Too big to fail?

bigbanks_0428“Too big to fail.” How often have we heard that recently? The Federal Reserve Board says that five U.S. banks are too big to fail: JPMorgan Chase, Bank of America, Wells Fargo, Bank of New York Mellon and State Street. Not all are household names, but they’re big, all right. Together, they have almost $9 trillion in assets.

Where did all that wealth come from? After all, it’s just paper, or gold bars, or electronic numbers, that wouldn’t be worth anything if there weren’t hundreds of millions of workers all over the globe creating the products and services that money can buy.

Yet somehow these banks can claim it’s theirs. And they’re scared silly that a lot of it could evaporate. The products that can be bought with the money can’t evaporate. But they can sit a long time in warehouses if people can’t afford them. And the people who provide services can’t evaporate. But they can be out of a job.

How could this happen? If a financial crisis leads to gridlock in the economy. It happened in 2008-2009 and it could happen again. And if it did, these banks and a lot of other capitalist entities “too big to fail” would turn to the U.S. government to bail them out — again.

That’s what the politicians in Washington and the financiers on Wall Street are worrying about right now. It took trillions of dollars last time to get the capitalist economy working again — and it hasn’t worked very well, except for the billionaires. Not here, not in the rest of the capitalist world either. Unemployment remains high, especially among the oppressed and young people. Wages are still low.

As we’ve written before, capitalism in this high-tech, globalized era is at a dead end. To function, it needs to expand. To expand, it needs customers. But production that is more and more robotized and high-tech doesn’t need many workers. In fact, for the workers this has been an era of layoffs and low wages, not the transition from working class to “middle class.” So who’s going to buy everything? Capitalism is facing a dead end, with nowhere to go.

All kinds of artificial means have been tried to pump up the economy. Mainly this has meant amassing huge amounts of debt in the hope this will give the system the needed jolt. Instead, it has become an albatross around their necks. The bigger the debt, the harder the fall.

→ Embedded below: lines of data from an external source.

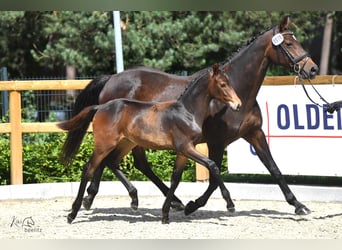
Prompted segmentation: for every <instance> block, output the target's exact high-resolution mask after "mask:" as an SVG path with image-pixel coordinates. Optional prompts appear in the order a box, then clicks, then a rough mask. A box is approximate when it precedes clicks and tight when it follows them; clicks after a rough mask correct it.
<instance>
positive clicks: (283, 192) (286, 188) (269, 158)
mask: <svg viewBox="0 0 342 250" xmlns="http://www.w3.org/2000/svg"><path fill="white" fill-rule="evenodd" d="M245 139H246V141H248V142H249V143H251V144H252V145H253V147H254V149H255V151H256V153H257V154H258V156H259V158H260V160H261V161H262V163H263V164H264V165H265V166H266V168H267V169H268V171H269V172H270V173H271V175H272V176H273V177H274V178H275V180H276V181H277V183H278V185H279V187H280V189H281V191H282V192H283V194H284V196H285V199H286V201H287V202H288V203H289V204H290V205H292V206H294V207H295V213H296V214H299V215H306V214H309V213H311V211H310V209H308V208H307V207H306V206H305V205H303V204H302V203H300V202H299V201H298V200H297V198H296V197H295V195H294V194H293V193H292V191H291V190H290V188H289V186H288V185H287V183H286V180H285V178H284V176H283V175H282V174H281V172H280V170H279V168H278V167H277V164H276V163H275V161H274V160H273V157H272V155H271V152H270V149H269V147H268V144H267V141H266V138H265V134H264V132H263V131H262V130H261V129H259V130H256V131H254V132H253V133H251V134H249V135H248V136H247V137H246V138H245Z"/></svg>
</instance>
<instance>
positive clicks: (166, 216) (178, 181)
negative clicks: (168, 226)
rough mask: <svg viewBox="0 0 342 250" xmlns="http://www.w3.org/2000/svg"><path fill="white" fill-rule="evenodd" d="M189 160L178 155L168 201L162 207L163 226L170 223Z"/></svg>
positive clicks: (179, 154) (162, 219) (175, 162)
mask: <svg viewBox="0 0 342 250" xmlns="http://www.w3.org/2000/svg"><path fill="white" fill-rule="evenodd" d="M187 160H188V159H187V158H186V157H185V156H183V155H181V154H177V157H176V161H175V166H174V168H173V171H172V176H171V185H170V189H169V191H168V193H167V195H166V199H165V201H164V204H163V207H162V224H168V223H169V221H170V220H169V212H170V207H171V202H172V200H173V199H174V193H175V191H176V188H177V187H178V184H179V182H180V180H181V178H182V173H183V170H184V168H185V164H186V162H187Z"/></svg>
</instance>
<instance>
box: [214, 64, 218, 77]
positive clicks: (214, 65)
mask: <svg viewBox="0 0 342 250" xmlns="http://www.w3.org/2000/svg"><path fill="white" fill-rule="evenodd" d="M218 71H219V66H218V63H215V64H214V65H213V75H214V76H215V75H217V74H218Z"/></svg>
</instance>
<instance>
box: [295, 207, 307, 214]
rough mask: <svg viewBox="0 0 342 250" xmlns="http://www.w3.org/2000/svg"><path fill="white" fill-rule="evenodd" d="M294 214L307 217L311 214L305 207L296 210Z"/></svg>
mask: <svg viewBox="0 0 342 250" xmlns="http://www.w3.org/2000/svg"><path fill="white" fill-rule="evenodd" d="M295 213H296V214H298V215H308V214H310V213H311V210H310V209H308V208H307V207H306V206H303V207H299V208H296V210H295Z"/></svg>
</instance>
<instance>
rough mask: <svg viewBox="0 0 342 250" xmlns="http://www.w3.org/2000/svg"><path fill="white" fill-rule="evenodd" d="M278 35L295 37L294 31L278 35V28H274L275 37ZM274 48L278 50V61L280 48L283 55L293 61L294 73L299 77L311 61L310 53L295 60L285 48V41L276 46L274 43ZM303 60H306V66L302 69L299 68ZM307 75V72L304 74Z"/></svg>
mask: <svg viewBox="0 0 342 250" xmlns="http://www.w3.org/2000/svg"><path fill="white" fill-rule="evenodd" d="M277 34H280V35H281V36H284V35H293V32H292V31H285V32H283V33H277V26H274V27H273V36H275V35H277ZM273 46H274V47H275V48H276V50H277V60H278V62H279V54H278V47H279V48H280V49H281V51H282V52H283V54H285V55H286V56H287V57H288V58H289V59H290V61H291V68H292V69H293V71H294V72H295V73H297V74H298V75H300V73H302V71H303V69H304V67H305V64H306V63H307V61H308V60H309V56H310V55H309V53H308V52H305V53H303V54H302V55H301V56H299V57H297V58H295V57H294V56H292V55H291V53H290V52H289V51H288V50H287V49H286V48H285V47H284V44H283V40H282V41H281V43H279V44H277V45H275V44H274V43H273ZM303 59H305V61H304V64H303V66H302V67H300V66H299V64H298V63H299V62H300V61H302V60H303ZM304 73H305V72H304Z"/></svg>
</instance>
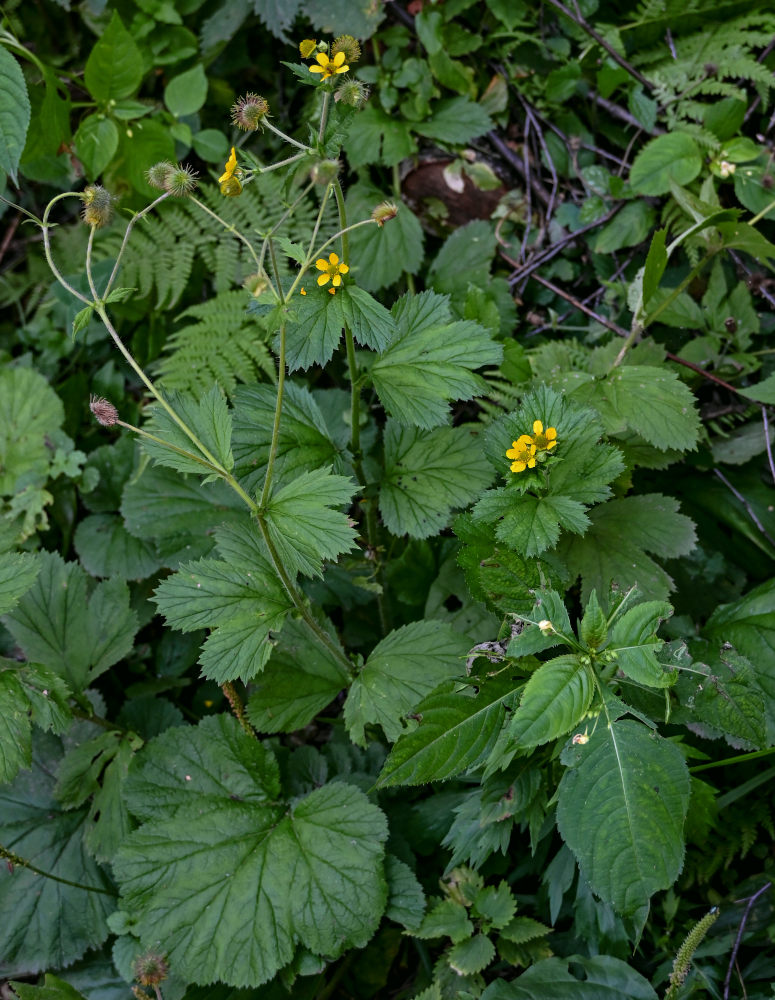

The obvious failings of capitalism are fueling two political movements in the U.S. The far-right, who are behind Trump for now but are likely to swing behind Cruz, want to increase repression in the face of looming disaster. The more liberal, and even left, movement is looking to Sanders to take on Wall Street, at least to regulate the big banks. Nothing like the Sanders movement has happened in this country for a long, long time, and shows the severity of the crisis that already exists.

Come a financial crisis, what will happen? Would any U.S. president, conservative or liberal, resist the pressure to keep the big banks from going under, which would require feeding them more trillions of the people’s hard-earned ­dollars?

Regulation of the banks is not enough. It’s a bandaid on a gaping wound. What is really needed is for a government run by the people to seize the banks and the corporations and use the wealth they have stolen from the workers to rebuild our cities, the infrastructure, and the environment that has been so destroyed by the for-profit system. For that we need to look beyond the elections and build a revolutionary movement against capitalism and for socialism.